Vale o que está no livro

Por Luiz Joaquim | 19.03.2010 (sexta-feira)

Ao contrário da maioria dos filmes feitos pelo mundo em que agentes policiais protagonizam o enredo, o romeno, em cartaz no Cinema da Fundação, “Polícia, Adjetivo” (Politist, Adjectiv, 2009) de Corneliu Porumboiu, não tem como ponto de clímax uma perseguição em velocidade regada à troca de tiros e mortes. Seu instante de tensão maior se dá na sala do delegado, enquanto este lê algo que considera fundamental para seus agentes.

Porumboiu, conhecido pelo ótimo e humorado “À Leste de Bucareste”, continua desdobrando sua verve cômica – melhor seria dizer sarcástica – a partir do absurdo em que era aquele país sob a ditadura de Ceausescu.

No caso, o nosso ponto de vista é o do policial Cristi (Dragos Bucur). Cristi passa dias seguindo um jovem que oferece haxixe para os colegas na escola. O ato por si só já era suficiente para ser punido ali pela lei. Mas o policial acredita que a lei irá mudar muito em breve a partir da União Européia, e prender o rapaz iria arruinar sua vida. Assim, Cristi não quer ficar com peso na consciência por condenar o que considera uma boba irresponsabilidade. A questão é que para seu chefe, “consciência” tem um significado diferente.

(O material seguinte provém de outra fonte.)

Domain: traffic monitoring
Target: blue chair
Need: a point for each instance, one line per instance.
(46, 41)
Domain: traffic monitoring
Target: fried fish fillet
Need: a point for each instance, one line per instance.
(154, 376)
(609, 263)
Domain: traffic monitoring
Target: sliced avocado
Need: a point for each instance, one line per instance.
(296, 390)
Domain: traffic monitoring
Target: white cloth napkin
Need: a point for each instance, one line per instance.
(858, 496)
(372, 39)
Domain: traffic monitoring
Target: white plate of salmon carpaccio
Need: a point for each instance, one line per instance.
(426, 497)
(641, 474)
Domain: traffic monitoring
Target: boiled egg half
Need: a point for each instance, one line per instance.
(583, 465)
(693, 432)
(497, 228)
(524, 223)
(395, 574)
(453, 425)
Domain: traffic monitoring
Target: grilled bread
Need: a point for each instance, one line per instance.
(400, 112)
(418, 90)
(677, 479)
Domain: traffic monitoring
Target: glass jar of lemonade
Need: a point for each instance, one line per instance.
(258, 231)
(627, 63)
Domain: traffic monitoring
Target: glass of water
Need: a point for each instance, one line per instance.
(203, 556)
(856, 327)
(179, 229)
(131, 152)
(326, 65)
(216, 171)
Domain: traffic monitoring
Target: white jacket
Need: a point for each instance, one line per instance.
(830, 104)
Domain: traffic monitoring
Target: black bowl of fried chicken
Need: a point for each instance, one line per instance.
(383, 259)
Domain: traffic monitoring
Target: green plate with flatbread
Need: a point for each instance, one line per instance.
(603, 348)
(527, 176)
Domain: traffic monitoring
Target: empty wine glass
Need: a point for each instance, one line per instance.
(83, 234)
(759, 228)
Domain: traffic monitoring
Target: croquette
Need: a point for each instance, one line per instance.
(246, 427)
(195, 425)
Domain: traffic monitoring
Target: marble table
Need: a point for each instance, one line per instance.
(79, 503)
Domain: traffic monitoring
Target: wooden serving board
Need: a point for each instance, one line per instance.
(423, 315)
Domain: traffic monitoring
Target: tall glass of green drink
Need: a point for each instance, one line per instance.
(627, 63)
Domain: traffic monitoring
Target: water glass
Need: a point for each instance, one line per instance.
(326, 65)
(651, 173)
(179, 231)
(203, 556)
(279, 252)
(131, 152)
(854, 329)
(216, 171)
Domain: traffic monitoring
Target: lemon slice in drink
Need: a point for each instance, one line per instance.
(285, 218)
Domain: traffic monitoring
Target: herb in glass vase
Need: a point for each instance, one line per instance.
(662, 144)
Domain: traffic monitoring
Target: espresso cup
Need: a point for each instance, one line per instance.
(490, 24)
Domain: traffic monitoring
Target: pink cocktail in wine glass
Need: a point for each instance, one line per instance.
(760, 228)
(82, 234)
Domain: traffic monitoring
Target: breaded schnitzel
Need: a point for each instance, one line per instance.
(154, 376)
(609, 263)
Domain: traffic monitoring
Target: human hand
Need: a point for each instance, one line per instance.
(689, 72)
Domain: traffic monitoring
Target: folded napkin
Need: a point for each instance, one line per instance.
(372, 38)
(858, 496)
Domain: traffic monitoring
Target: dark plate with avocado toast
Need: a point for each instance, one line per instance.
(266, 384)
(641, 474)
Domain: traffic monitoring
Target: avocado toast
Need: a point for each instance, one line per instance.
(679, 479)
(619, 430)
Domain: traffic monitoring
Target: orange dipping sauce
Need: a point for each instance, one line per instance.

Mesmo seguindo o mesmo aspecto estético de suas produções conterrâneo recentes, talvez “Polícia…” exagere um pouco na extensão dos planos longos e estáticos em que o policial consciente observa seu objeto de investigação. É possível que algum espectador ache enfadonho todo esse processo no filme, mas não há nada mais coerente nesse ritmo, considerando o desenrolar da história.

Porumboiu fez aqui uma bela fábula sobre a burocracia numa sociedade emburrecida por uma cartilha caduca. De um lado, o jovem policial que enxerga (e deseja) um futuro mais coerente para seu país; do outro, seu superior, enraizado nas únicas leis que conheceu e sempre o guiou. É um embate entre o sacramento num pedaço de papel contra o bom-senso; expressão cujo significado oficial não serve, legalmente, como defesa para muita coisa.

Num belo mosaico semântico, o cineasta brinca com o significado, a força e o sentido de palavras como ‘polícia’, ‘lei’, ‘moral’ e, claro, ‘consciência’. O resultado é um intrigante e reflexivo aditivo cinematográfico e filosófico para nos questionarmos além do óbvio escrito no dicionário.